The Prime Minister said he could understand why people felt that England could have an English tune, as Scotland and Wales do. His government has not taken a position on the issue but, if there were an English anthem, Cameron’s personal choice would be for Jerusalem.
However, he also joked that he worried that the political left might want to claim that Jerusalem was their tune, because of the “dark satanic mills” but said that he disagreed and that it should belong to everyone .
The Conservative leader made these off-the-cuff remarks to a group of young activists during a recent Downing Street reception for the Conservative Future group.
He had been asked his view of the anthem call by Binita Mehta, an active Conservative Future member at the University of Warwick who, having recently graduated, has now joined the British Future team as the first member of our internship programme.
The Coalition government is officially neutral on the question of an anthem for England. It believes that it is a decision for the relevant sporting authorities to take themselves.
But David Cameron’s personal comments may well encourage those MPs, think-tankers and civic voices who have argued that it would be good both for the Union and for an inclusive English identity for England to follow Scotland and Wales in having its own tune, in addition to God Save the Queen being used for Team GB at the Olympic Games.
The government’s official neutral position is set out in a reply to British Future director Sunder Katwala, who wrote to the Prime Minister and the Deputy Prime Minister, as well as the Leader of the Opposition, to ask them to encourage a public debate on the issue. The government’s response was sent by John Penrose, Minister for Tourism and Heritage at the Department of Culture, Media and Sport.
“Officially, God Save the Queen is the Royal and National Anthem of the United Kingdom and the Royal Anthem of all four of the constituent countries. In addition, each country within the United Kingdom may quite properly have national songs, but none is an ‘official’ National Anthem. So playing favourite national songs, at sporting and other events, is a matter solely for the governing body of the sport or public entertainment concerned, or the owners of the premises”.
Liberal Democrat MP Greg Mulholland, who was a signatory to British Future’s recent letter, has tabled a new parliamentary motion, arguing that the anthem campaign can be won in time for the 2014 football World Cup in Brazil.
Robert Halfon, the Conservative MP for Harlow, said that “if we are to maintain the Union, it is vital that the English feel that our identity is not just protected, but as proud as any other. Let’s reclaim national pride from the so-called ‘nationalists’. Personally, I favour Jerusalem as our English anthem, as it is a song that politically unites both left and right, albeit for different reasons. Besides that, it is an amazing musical work”.
David Lammy, Labour MP for Tottenham, has expressed a similar sentiment about Jerusalem’s ability to unify, telling British Future that “it is a song which could resonate across England, meaning as much to rugby players and schoolchildren, to churchgoers and those without faith who recognise as rousing anthem when they here one”.

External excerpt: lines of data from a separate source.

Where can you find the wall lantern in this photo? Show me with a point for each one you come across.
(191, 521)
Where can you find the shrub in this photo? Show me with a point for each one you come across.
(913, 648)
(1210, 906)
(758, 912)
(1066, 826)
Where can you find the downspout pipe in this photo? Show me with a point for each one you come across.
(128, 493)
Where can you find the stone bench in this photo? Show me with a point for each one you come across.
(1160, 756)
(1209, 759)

Other supporters of the anthem call included Jon Cruddas, the Labour MP for Barking and Dagenham, who has recently been asked by party leader Ed Miliband to lead the Labour policy review, and Conservative peer Elizabeth Berridge. Support from a broad range of civic society voices included think-tanker Phillip Blond and David Goodhart, broadcaster Iain Dale, blogger Sunny Hundal, Rob Berkeley, director of the Runnymede Trust, and Paul Goodman, the former Conservative MP who co-edits the Conservative Home website, sportswriter Mihir Bose, and Gareth Young, who coordinates the anthem4england campaign website.
British Future’s This Sceptred Isle report showed a higher level of anxiety about English patriotism and the English flag of St George than was the case for views of the national flags of Scotland or Wales, with 61% saying the English flag represented pride and patriotism, while a third of respondents in the YouGov poll saw the English flag as a symbol of racism and extremism.

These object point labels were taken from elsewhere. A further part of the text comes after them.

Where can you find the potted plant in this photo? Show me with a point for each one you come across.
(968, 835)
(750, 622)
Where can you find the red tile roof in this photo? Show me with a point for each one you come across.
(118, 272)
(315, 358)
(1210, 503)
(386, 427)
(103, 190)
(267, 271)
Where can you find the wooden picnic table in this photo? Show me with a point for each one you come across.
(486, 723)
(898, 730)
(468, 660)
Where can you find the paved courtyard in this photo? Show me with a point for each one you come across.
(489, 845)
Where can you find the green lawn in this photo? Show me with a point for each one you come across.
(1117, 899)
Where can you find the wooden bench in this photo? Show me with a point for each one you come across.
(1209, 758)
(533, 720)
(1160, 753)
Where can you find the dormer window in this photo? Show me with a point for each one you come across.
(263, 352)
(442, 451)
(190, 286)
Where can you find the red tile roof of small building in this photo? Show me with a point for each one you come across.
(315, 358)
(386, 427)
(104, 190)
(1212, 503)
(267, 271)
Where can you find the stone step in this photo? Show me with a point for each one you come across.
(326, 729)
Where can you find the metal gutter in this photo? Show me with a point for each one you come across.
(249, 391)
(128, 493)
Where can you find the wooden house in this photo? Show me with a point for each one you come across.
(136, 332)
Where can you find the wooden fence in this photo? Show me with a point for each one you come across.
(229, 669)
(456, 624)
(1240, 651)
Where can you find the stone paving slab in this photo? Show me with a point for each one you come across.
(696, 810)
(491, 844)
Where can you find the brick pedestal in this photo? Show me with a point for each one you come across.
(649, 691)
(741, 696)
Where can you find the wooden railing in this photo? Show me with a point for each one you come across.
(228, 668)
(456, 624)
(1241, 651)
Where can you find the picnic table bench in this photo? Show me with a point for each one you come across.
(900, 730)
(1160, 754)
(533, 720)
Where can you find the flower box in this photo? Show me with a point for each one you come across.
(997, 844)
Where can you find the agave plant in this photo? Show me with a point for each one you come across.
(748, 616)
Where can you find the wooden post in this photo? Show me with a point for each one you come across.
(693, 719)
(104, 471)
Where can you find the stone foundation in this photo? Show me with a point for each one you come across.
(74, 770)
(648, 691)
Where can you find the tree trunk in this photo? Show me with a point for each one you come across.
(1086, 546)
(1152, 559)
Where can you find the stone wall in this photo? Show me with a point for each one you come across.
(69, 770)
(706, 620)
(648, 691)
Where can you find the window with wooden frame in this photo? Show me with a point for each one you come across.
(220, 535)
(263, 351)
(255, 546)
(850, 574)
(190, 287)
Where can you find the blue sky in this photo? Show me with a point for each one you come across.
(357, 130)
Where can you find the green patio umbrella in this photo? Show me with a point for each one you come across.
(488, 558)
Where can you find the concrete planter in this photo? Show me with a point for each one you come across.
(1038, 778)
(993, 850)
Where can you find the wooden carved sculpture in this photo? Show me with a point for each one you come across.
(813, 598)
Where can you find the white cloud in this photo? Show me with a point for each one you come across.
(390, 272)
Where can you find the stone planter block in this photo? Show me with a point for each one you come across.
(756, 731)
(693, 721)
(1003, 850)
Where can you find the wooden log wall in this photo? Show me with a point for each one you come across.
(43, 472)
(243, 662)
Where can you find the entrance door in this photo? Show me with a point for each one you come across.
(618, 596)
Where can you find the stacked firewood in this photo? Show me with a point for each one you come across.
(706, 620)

The group argued that voicing a positive English identity would help to represent the “proud and inclusive majority in our country” so helping to make the argument that divisive extremists like the English Defence League have no real claim to the St George’s flag.
“An English anthem for the talented, diverse teams that represent us on the sporting field would help modern patriotic pride to defeat prejudice”, they argued.